Category Archives: cloud

S3 as an Excel hub

In my Steam Powered PowerPivot post I explained the concept of powered-spoke based Excel systems. One of the hub options was Amazon’s Simple Storage Service, S3. I’ve been using S3 both as a simple backup service and as a “systems hub” since the service began in 2006. Back then, it was not necessarily the easiest to use or the most suitable, but it was cheap and reliable. The code I used to access S3 from Excel can be found here http://blog.gobansaor.com/2008/02/22/xlaws-excel-vba-code-for-accessing-amazons-s3-and-simpledb/

Over the years, lots of new features have been added to S3 that have made the service more useful and easier. The final big missing, for me at least, was the lack of multiple  authorisation credentials  for a single account i.e. the ability to set-up multiple users with their own access policies. Last year, with the launch of IAM (Identity & Access Management) Service, that last major problem was removed.

Although currently IAM is accessible only by the API that’s not a problem as my favourite tool for managing S3 (and AWS in general) is Python’s boto package, and it has that, and everything else you might wish to do S3 -wise, covered.

Although Boto does most of my heavy lifting (particularly on the server-side), I still have need for a VBA based S3 utility. Boto is fine for situations where I’m using microETL with Python enabled, but in many situations this is not ideal or even possible, particularly on the client-side of systems. Here, even a single file add-in may not be possible which often means a macro-enabled workbook is the only option.

MicroETL has a noSQL compile option which enables a lot of the code to operate without the SQLite libraries, thus allowing it to be used as a single-file VBA add-in or embedded in a workbook.

Up until now my S3 code depended on the xliteSha1Hmac.dll to provide SHA1-HMAC hashing (necessary to authorise access to S3) meaning that only pre-signed S3 URLS could be used in single-file deliverables. Even if this was not the case, prior to IAM, pre-signed URLs (usually with time limits) were often the only option as sharing an S3 account’s single authorisation credentials with all and sundry was not ideal from a security point of view. But post IAM, being able to set-up sub-accounts with specific access policies means the full power of S3 can now be used at client-level.

I’m in the process of adding a pure VBA HMAC-SHA1 facility (32 bit only at the moment, 64 bit continues to require the xliteSha1Hmac.dll).

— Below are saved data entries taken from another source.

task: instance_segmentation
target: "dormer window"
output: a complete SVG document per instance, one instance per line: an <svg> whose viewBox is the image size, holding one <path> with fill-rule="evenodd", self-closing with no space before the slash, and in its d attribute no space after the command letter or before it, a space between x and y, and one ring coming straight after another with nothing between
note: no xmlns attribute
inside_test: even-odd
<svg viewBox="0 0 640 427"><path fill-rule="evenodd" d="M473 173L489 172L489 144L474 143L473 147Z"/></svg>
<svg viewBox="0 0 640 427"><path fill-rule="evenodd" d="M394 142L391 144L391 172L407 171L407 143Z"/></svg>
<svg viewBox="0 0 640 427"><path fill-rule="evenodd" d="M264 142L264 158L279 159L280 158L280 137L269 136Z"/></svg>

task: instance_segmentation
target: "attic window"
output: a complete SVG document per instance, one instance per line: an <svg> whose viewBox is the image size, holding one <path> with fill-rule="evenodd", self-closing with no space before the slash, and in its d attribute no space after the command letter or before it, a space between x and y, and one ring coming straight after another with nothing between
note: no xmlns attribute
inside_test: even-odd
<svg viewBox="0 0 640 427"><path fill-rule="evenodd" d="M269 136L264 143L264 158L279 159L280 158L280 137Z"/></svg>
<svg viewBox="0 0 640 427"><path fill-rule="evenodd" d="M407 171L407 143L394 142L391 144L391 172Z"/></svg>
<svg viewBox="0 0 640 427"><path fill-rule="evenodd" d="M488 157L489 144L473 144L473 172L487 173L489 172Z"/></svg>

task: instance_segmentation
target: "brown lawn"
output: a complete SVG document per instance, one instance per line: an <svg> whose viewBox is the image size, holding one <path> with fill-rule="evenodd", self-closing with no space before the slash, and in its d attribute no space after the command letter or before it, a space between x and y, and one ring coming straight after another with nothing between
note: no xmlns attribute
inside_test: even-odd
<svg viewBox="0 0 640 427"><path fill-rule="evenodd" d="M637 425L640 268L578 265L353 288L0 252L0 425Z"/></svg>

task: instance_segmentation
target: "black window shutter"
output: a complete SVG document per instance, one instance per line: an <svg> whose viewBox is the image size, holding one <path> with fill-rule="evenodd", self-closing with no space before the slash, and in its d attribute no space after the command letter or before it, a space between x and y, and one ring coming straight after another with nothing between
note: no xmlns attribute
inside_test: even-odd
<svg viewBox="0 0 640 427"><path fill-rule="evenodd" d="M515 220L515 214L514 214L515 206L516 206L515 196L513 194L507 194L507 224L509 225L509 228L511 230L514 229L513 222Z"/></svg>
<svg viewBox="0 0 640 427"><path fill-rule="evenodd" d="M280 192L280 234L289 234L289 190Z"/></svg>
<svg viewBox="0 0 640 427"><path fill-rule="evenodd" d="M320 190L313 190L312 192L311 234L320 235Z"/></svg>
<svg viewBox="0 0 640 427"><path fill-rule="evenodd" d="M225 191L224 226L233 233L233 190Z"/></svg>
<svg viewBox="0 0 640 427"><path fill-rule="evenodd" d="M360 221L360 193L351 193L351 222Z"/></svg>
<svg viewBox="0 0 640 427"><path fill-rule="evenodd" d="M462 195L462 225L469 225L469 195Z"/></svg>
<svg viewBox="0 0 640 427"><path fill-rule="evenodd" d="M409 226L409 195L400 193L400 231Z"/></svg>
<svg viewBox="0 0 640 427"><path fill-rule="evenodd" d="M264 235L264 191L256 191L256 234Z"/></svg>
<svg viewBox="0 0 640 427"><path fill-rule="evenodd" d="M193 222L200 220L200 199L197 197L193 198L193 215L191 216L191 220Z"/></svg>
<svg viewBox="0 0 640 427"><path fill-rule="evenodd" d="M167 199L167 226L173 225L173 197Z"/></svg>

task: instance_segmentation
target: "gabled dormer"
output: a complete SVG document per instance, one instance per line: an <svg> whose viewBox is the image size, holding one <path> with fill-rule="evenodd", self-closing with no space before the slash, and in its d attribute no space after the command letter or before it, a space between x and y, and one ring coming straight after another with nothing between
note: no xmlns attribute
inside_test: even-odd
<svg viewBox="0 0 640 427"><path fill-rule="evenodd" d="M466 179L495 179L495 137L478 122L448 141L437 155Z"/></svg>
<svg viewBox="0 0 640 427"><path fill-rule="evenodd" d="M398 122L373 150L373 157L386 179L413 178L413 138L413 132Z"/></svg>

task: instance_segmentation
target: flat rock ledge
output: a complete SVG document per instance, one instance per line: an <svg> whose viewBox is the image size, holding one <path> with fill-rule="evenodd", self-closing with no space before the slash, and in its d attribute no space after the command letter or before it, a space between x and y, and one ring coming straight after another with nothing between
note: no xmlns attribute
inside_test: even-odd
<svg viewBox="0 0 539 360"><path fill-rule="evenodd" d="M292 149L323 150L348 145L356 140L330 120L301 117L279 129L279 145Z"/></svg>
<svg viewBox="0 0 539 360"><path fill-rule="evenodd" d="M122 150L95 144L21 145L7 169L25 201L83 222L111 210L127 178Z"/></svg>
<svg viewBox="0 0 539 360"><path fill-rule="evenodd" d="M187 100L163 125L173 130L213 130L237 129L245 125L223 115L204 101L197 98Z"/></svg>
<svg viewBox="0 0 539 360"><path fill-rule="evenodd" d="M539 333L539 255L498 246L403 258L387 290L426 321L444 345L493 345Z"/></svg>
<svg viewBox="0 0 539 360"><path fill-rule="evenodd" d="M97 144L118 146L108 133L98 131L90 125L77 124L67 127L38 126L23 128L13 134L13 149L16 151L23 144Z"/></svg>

I’m also adding a JSON encode/decode module to allow tables to be more easily shared with non-Excel programs, currently I default to using tables encoded using ADO’s export XML schema to share via S3, but the JSON option will make it easier to share with a pure Python server (such as a PiClound based service, see my Expand Excel’s Horizons – look to the cloud post).

Cloud-shared tables can not only pass datasets back and forth but can pass SQLScripts (which are, after all, simply tables) for processing elsewhere.

For example, client workbooks not having Python  (or SQLite ) functionality installed could write a script, post it to S3; that script table could then be picked up by a “server” microETL workbook (or by a pure Python server), executed, and the results posted back to S3 to be picked up by the client (possibly waiting a response using a TIMER).

Server processes could also do the opposite; passing down SQLScripts for client-side execution.

When people think of utilising the cloud, this sort of scenario is not what comes to mind, thinking that Excel is a desktop product so it cannot take advantage of the enormous cost-advantages of cloud-based solutions. Not so, it’s now very easy to integrate the likes of S3 into existing processes, adding that cloud magic but keeping those existing works-so-don’t-fix-it processes firmly on the ground.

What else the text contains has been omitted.